How to Comply with Hands-On Training Requirements during the COVID-19 Pandemic
The world is still battling with COVID-19 pandemic that has affected almost every sector of the economy. There are a lot of questions being asked regarding recordable cases of COVID-19 and how to comply with hands-on safety training requirements in the workplace. The pandemic has greatly affected hands-on training in most workplaces, making it hard for safety officers and employers to administer safety training without having to risk breaking the rules and guidelines set for battling the deadly virus and compromising the safety of their workforce. This article addresses these concerns and provides solutions to the questions. Please read on to learn more.
When is COVID-19 Recordable?
Employers are expected to be keen when it comes to recording COVID-19 cases in their workplace. Not every case brought forward should be considered recordable. COVID-19 workplace reported cases can be considered a recordable illness if an employee gets infected while attending to their work-related duties. The safety officers and employers can only record the cases if all of the following factors are found to be true:
- The cases are confirmed cases of COVID-19 as per the information from the tests done by relevant health bodies.
- The cases reported are work-related.
- The cases involve at least one of the general recording criteria as advised by the relevant health bodies.
How to Comply with Hands-On Training Requirements
The Health and Safety Executive (HSE) requires that workers are properly trained on using different pieces of equipment and how to safely conduct different processes. However, most employers haven’t been able to schedule and conduct hands-on safety training to their workforce during the pandemic. Due to physical distancing guidelines meant to stop further transmission of the virus, it might be quite challenging to provide hands-on training without risking employees getting infected and infecting others in the process. But almost every business has now resumed operations after a long break, and safety is still the number one factor to consider before anything else.
The question is, is it possible to administer training amidst this pandemic? Simple answer is, yes. But you need to adhere to all the physical distancing guidelines in the process. You can install post and chain barriers in the training areas to encourage your workforce to keep a safe distance between one another. Consider if it will be possible to demonstrate before the workers as they take notes and ask questions. Ensure to also encourage your workers to observe proper hygiene before, during, and after the training. Water, soap, and sanitizers should be available in plenty and in strategic places across the workplace.

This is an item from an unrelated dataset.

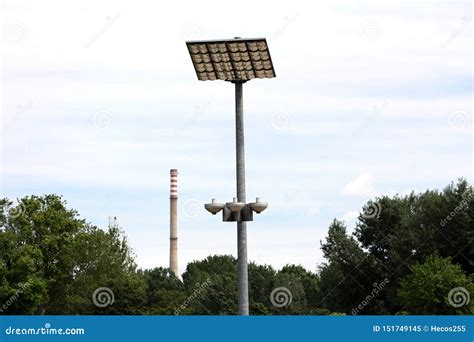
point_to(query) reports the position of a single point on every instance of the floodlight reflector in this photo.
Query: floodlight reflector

You should first thoroughly explore all other options for compliance with the guidelines, including the option of using remote communication strategies or virtual training. Consider the possibilities of interim alternative protections in place such as administrative and engineering controls meant to protect workers.
If the hands-on training can be rescheduled for a future date without compromising on the safety program and requirements, you may choose to provide refresher programs such as monthly newsletters on safety and regular safety messages.